Training Large Language Models for Reasoning through Reverse Curriculum Reinforcement Learning

Paper · arXiv 2402.05808 · Published February 8, 2024

The core challenge in applying RL to complex reasoning is to identify a sequence of actions that result in positive rewards and provide appropriate supervision for optimization. Outcome supervision provides sparse rewards for final results without identifying error locations, whereas process supervision offers step-wise rewards but requires extensive manual annotation. R3 overcomes these limitations by learning from correct demonstrations. Specifically, R3 progressively slides the start state of reasoning from a demonstration’s end to its beginning, facilitating easier model exploration at all stages.
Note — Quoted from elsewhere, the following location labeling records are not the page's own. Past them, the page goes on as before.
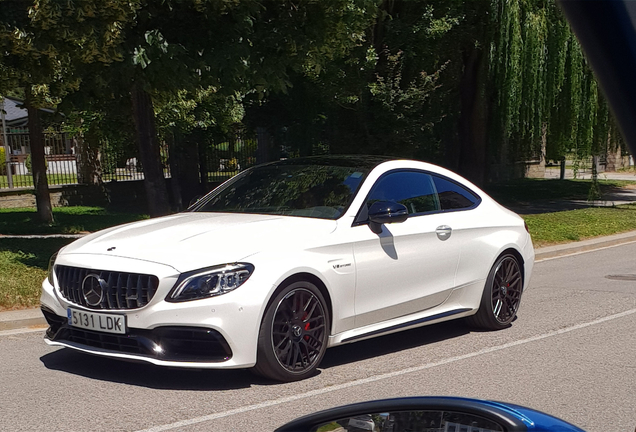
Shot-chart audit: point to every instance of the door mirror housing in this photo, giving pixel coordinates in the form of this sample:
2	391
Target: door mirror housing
383	212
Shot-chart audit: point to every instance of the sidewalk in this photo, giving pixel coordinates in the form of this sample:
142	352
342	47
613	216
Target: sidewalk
33	317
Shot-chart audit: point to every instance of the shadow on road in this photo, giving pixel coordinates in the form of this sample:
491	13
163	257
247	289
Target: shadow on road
162	378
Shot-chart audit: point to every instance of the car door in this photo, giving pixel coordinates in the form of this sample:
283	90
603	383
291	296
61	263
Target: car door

Training a language model specialized in reasoning is proved to be superior to prompting-based approaches (Uesato et al., 2022; Yu et al., 2023b). However, Supervised Fine-tuning (SFT) focuses on imitating human demonstrations, requiring large-scale, diverse annotations to achieve generalization (Lightman et al., 2023; Yuan et al., 2023; Shen et al., 2021). Reinforcement learning (RL) offers a viable alternative to improve reasoning via exploration and learning (Bai et al., 2022; Ouyang et al., 2022; Zheng et al., 2023; Luo et al., 2023).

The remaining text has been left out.